22年度にも基本設計者選定 文化交流施設など含め66億円試算

 厚真町は庁舎周辺等整備基本構想・基本計画の素案をまとめた。新役場庁舎は2―3階、延べ2900m²程度を想定。このほか、図書館やホールなどの機能を持つ文化交流施設や現役場庁舎を活用する仮称アイヌセンター、胆振東部消防組合消防署厚真支署整備を盛り込む。総事業費66億3500万円を見込み、一部を除き早ければ2022年度に基本設計者を選定する予定だ。

活用が予定されている役場庁舎

 町は以前から役場庁舎や役場周辺にある施設の整備について検討を進めてきたが、18年の北海道胆振東部地震や新型コロナウイルス感染症の拡大など取り巻く情勢が大きく変わったことから、あらためて役場庁舎や周辺施設の機能、役割などを詰めた。

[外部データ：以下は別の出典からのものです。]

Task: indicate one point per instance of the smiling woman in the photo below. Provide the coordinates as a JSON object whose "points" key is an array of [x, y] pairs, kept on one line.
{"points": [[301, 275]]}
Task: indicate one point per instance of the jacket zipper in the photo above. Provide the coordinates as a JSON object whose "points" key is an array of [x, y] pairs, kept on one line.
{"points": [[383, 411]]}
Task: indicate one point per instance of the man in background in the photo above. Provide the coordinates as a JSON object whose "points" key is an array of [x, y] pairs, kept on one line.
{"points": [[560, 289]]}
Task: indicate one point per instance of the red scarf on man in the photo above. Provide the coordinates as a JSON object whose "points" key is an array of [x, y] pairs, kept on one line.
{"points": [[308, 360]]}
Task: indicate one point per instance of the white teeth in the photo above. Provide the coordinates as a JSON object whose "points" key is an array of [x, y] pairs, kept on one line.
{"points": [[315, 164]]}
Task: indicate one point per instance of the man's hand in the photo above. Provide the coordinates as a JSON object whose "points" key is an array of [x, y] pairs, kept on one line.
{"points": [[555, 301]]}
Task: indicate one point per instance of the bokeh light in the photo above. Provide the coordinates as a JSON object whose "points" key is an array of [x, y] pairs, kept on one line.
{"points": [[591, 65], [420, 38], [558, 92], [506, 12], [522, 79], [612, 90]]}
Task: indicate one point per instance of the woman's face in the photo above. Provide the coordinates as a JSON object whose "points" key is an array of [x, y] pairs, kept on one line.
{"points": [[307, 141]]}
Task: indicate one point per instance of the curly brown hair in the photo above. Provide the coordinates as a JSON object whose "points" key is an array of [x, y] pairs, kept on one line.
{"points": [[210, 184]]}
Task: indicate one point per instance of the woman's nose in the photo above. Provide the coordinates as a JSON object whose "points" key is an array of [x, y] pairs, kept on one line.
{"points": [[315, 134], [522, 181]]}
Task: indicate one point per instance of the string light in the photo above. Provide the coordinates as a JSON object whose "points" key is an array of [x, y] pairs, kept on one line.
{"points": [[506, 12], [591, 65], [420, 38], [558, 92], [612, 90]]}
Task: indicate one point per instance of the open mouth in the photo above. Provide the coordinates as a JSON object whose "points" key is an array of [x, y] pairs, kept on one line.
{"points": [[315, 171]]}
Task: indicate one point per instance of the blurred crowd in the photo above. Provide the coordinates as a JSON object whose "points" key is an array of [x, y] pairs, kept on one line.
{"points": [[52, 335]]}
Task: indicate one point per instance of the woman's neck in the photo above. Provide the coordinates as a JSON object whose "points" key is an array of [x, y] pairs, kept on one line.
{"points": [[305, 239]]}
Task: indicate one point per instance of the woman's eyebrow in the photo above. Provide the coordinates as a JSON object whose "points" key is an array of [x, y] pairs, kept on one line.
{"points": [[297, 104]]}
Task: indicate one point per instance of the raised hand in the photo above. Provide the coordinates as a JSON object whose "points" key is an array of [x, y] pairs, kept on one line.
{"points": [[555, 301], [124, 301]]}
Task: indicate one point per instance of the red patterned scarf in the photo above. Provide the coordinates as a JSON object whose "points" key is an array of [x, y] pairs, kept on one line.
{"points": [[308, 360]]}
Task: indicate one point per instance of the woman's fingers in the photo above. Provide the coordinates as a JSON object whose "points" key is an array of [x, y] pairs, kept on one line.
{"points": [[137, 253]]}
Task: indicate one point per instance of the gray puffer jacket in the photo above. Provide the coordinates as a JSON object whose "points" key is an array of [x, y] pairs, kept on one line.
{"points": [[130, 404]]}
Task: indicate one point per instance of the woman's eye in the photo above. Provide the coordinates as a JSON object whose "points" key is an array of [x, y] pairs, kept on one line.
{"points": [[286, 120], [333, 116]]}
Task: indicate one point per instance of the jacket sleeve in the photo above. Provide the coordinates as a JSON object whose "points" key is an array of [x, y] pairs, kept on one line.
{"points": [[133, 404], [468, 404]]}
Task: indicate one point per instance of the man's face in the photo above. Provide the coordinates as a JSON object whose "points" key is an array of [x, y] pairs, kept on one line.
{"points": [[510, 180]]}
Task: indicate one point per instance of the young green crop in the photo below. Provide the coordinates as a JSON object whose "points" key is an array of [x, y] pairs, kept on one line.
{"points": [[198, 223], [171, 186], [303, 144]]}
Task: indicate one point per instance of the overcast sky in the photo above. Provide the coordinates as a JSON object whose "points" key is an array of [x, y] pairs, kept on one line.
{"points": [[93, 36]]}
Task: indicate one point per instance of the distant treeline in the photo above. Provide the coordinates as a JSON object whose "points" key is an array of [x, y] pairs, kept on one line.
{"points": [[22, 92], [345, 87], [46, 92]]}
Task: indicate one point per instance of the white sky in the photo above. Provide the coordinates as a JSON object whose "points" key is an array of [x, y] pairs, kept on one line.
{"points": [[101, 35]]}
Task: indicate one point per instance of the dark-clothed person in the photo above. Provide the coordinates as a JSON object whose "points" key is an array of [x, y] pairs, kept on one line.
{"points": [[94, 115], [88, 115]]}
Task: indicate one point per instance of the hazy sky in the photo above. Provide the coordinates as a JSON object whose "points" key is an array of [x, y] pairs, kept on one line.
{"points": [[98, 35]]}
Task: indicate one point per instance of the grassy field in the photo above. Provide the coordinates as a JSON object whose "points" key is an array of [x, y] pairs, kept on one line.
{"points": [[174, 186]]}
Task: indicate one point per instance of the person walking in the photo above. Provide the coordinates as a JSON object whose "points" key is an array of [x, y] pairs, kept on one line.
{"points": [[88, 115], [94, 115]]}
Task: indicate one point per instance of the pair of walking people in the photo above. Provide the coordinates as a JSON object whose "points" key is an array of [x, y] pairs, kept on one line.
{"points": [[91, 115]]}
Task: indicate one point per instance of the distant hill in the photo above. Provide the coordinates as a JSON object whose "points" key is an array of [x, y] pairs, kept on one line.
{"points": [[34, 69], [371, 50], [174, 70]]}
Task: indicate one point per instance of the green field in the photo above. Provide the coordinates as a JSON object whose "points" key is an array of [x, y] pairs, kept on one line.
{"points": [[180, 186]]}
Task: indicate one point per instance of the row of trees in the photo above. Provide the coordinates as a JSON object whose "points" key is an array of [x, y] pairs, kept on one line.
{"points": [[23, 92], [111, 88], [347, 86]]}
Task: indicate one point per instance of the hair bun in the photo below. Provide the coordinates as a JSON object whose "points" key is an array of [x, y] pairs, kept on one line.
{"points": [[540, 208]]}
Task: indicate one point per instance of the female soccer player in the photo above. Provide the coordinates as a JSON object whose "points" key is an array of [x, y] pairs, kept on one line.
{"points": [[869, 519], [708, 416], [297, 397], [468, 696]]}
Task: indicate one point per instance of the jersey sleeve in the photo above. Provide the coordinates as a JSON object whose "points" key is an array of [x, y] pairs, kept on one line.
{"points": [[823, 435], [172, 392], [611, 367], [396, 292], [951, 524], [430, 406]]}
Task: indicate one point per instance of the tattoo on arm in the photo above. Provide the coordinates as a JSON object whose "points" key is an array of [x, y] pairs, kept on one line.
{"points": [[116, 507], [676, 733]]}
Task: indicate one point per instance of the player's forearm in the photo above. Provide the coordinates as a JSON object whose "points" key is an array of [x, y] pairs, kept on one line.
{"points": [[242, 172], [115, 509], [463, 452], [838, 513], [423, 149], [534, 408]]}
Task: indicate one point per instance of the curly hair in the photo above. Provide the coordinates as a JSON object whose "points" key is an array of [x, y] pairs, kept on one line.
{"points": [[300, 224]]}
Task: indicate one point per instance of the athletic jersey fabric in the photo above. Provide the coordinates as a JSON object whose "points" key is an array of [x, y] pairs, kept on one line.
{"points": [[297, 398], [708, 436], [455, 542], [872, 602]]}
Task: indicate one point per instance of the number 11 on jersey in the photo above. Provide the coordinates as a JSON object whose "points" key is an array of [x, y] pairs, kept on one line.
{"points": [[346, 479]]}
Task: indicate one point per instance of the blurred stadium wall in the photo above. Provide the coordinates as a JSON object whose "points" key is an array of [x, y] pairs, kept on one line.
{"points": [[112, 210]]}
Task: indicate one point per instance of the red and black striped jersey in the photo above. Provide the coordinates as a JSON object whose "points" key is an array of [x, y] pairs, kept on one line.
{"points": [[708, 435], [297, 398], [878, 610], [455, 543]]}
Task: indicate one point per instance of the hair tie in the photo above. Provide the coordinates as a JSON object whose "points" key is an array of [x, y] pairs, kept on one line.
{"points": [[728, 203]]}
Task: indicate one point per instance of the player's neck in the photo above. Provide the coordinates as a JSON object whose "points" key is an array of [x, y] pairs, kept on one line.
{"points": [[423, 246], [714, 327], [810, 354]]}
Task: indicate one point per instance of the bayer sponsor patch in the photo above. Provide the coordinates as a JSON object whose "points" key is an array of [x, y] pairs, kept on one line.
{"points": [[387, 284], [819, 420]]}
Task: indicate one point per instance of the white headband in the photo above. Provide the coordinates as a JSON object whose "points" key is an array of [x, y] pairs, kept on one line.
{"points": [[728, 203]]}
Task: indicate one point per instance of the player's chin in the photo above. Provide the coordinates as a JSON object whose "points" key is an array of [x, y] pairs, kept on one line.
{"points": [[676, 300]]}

 対象は役場庁舎、総合福祉センター、総合ケアセンターゆくり、青少年センター・町民ギャラリー、創作館、厚真児童会館・旧学童、旧母子健康センター、商工会館、胆振東部消防組合・消防署、消防職員住宅とする。

 新役場庁舎には商工会館の機能も盛り込み、現庁舎は歴史的、景観的な価値などを生かすため改修。青少年センター・町民ギャラリー、創作館、児童会館は文化交流施設として集約し、総合福祉センターと総合ケアセンターゆくりは改修する。消防庁舎は建て替え、消防職員住宅と旧母子健康センターは老朽化しているため解体する。

 役場庁舎のほか、文化交流施設は延べ約2000m²、仮称アイヌセンターは増築約760m²を含め延べ約1600m²、消防庁舎は延べ約2000m²を想定。役場庁舎は現庁舎南西側の駐車場や青少年センターがある場所に建て、文化交流施設は新役場庁舎に隣接、消防庁舎は道道を挟み、つたえり公園や土地改良区の南西側に建設する予定だ。

 事業費は役場庁舎に20億7000万円、文化交流施設に19億2000万円、仮称アイヌセンターに3億7000万円、総合福祉センターに2億7000万円、総合ケアセンターゆくりに500万円、消防庁舎に13億円、外構に7億円を試算している。

 事業手法については民間事業者の創意工夫を生かし、スケジュールの短縮を図る観点から実施設計と施工を一括で発注するデザインビルド方式を採用。全施設一括ではなく、施設ごと、またはいくつかの施設をまとめて発注するなどの方法を検討している。基本設計は別途発注する予定だ。

 消防庁舎以外の施設は早ければ22年度に基本設計に入る予定。役場庁舎、文化交流施設、仮称アイヌセンター、広場(外構)、総合福祉センターの基本設計者は一括して公募型プロポーザルで選定する考えだ。

 役場庁舎は23年度から実施設計、24―25年度で建設、文化交流施設と仮称・アイヌセンターは25年度に実施設計、26年度の建設・改修を予定。広場は23年度から実施設計、24―26年度で施工、総合福祉センターは25年度に実施設計、26年度の改修を見込む。

 消防庁舎については23年度に事業者を選定し、24年度の基本・実施設計、24―25年度での建設を計画している。